Mr. Favreau, who directed last year's disappointing
"Iron Man 2",
makes a film that's only slightly more entertaining in some respects, poking fun
at westerns and making comments about the clichés and players on its landscape.
"Cowboys & Aliens" has its fair share of laughs, and engages in a patronizing
revisionist take on cowboys and Native Americans. The film tries to
shoehorn "Close Encounters" and "Jurassic Park" atmospheres into a western whose
rhythm is initially tranquil. "Cowboys And Aliens" also tries to jump on
board the Romero and Leone trains but for the most part it derails.
Cinematographer Matthew Libatique ("Miracle
At St. Anna",
"Kobe Doin' Work",
"Black Swan")
crafts beautiful visions of the western plains, with Technicolor jolts evoking
the richness of color in classic westerns like "The Searchers", which this film
is largely reminiscent of. Ella, played by Olivia Wilde, also reminded me
of the young girl being searched for in John Ford's film, only Ella is out and
about, mistaken too many times for a prostitute. "Cowboys & Aliens"
tentatively reveals her in some scenes while making her more apparent and
exploitable in others. The special effects surprisingly aren't as
problematic in this film, which nervously combines the sci-fi and western
genres, but after a while they're a tiresome presence.

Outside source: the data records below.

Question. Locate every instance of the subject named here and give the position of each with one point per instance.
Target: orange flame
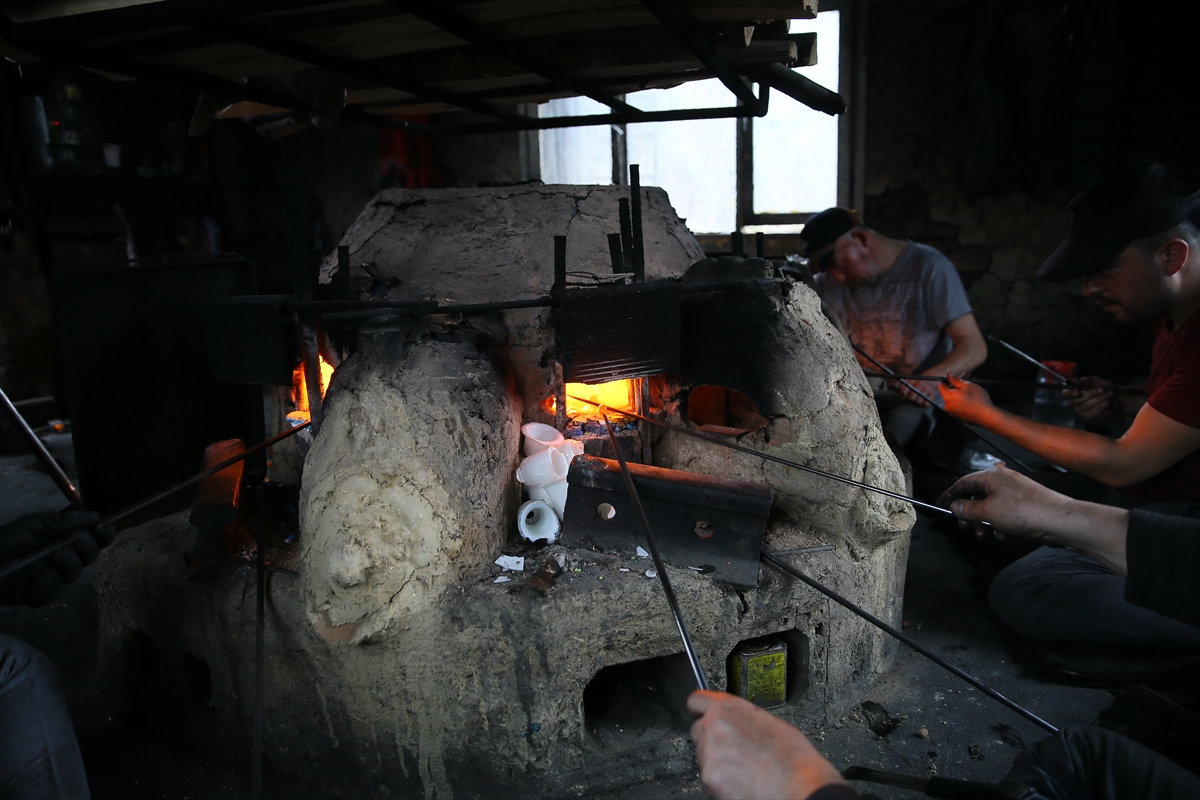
(617, 395)
(300, 388)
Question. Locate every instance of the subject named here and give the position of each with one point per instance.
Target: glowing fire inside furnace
(617, 395)
(300, 388)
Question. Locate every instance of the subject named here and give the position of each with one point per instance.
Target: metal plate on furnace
(618, 332)
(696, 519)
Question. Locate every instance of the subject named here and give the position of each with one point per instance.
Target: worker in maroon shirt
(747, 752)
(1135, 240)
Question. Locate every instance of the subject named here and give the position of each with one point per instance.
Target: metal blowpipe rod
(982, 382)
(767, 558)
(43, 455)
(1030, 359)
(660, 567)
(941, 407)
(989, 382)
(39, 554)
(779, 461)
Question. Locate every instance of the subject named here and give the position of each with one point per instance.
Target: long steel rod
(990, 382)
(767, 558)
(39, 554)
(779, 461)
(982, 382)
(991, 443)
(1030, 359)
(43, 456)
(659, 566)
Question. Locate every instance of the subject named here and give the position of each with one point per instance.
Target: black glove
(41, 581)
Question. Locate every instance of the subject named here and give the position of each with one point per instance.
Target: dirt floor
(943, 726)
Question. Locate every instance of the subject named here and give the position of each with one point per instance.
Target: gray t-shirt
(900, 317)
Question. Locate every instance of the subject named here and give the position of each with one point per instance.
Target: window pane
(694, 161)
(796, 148)
(575, 155)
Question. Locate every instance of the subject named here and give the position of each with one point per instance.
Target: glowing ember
(617, 395)
(300, 389)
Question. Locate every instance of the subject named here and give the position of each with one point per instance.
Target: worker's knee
(23, 662)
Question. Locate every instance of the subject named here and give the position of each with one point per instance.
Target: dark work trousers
(1057, 595)
(1087, 763)
(39, 753)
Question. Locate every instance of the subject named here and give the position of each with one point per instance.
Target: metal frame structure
(850, 130)
(220, 22)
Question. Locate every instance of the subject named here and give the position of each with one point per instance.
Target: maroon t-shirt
(1174, 391)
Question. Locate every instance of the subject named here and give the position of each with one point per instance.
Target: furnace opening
(582, 400)
(637, 702)
(718, 409)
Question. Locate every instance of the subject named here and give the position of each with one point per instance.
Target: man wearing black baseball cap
(1134, 238)
(901, 302)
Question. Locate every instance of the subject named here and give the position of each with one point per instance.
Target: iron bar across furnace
(39, 554)
(767, 558)
(780, 461)
(660, 567)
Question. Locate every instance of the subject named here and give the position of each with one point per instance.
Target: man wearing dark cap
(901, 302)
(1134, 238)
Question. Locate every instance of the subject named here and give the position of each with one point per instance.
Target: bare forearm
(1087, 453)
(1014, 505)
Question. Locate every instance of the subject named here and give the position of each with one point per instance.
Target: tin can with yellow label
(757, 671)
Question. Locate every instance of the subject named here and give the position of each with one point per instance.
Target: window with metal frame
(748, 174)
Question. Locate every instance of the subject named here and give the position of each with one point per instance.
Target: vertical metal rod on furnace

The film's script however, is its biggest casualty. Written by five
collaborators, almost always a sign of trouble (especially in action films and
romantic comedies), "Cowboys & Aliens" is full of cardboard characters whom we
care little for, even though some of the actors playing them are enjoyable.
Characters do inexplicable about faces. Dolarhyde, a gruff, brusque
character, suddenly develops a warmth for his creep of a son Percy (a hilarious
Paul Dano), who deserves to be banished to another planet for some of his crazy
antics. Yes, it's all in service of trying to resolving the tenuous
strands of a screenplay and fleshing out the arc of a character, but it's messy,
hollow and unconvincing.
There's little purpose for why the aliens are shown doing what they do in
"Cowboys & Aliens". Why don't the aliens go back home to their beautiful
midnight heavens and leave the Earthlings alone? Are the aliens just plain
bored stiff? If you title your film "Cowboys & Aliens" you are duty-bound
to showcase the relationship of one to the other and vice versa. An
audience can suspend disbelief, but it's difficult to put reality in a parking
lot when the director and his writers frequently defy the realms of movie
commonsense.
As such "Cowboys & Aliens" fails to adequately connect the aliens to their new
landscape, so that you are watching two separate movies instead of one.
"Attack
The Block" showed you aliens and smartly avoided detailing them.
Its mission -- getting intrusive aliens the heck out of Dodge, South London --
was clear, but here, aliens take humankind from Arizona, stay for a while in a
state that will centuries later expel its immigrants with unconscionable laws --
and don't do much else. It's a strange juxtaposition, which both the
director and the script fail to enliven or make coherent.
"Rango"
did far better on both a comedic and dramatic scale of combining species in a
western genre.
Mr. Favreau, who sometimes lacks an appreciable depth in effectively utilizing
concepts in the larger scale films he directs (such as the aforementioned "Iron
Man 2"), spends much time here with repetitive phantasmagoric snapshots that
feel like hammers designed to wake the audience, rather than key moments
designed to advance plot. While I admittedly enjoyed some of "Cowboys &
Aliens" more than I expected to, in the end I was underwhelmed by an experience
that crumbled faster than quicksand.
With: Adam Beach, Noah Ringer,
Clancy Brown, Ana de la Reguera, Chris Browning, Abigail Spencer.
"Cowboys & Aliens" is rated PG-13 by the Motion Picture
Association Of America for intense sequences of Western and sci-fi violence,
some partial nudity and a brief crude reference. The film's
running time is one hour and 58 minutes.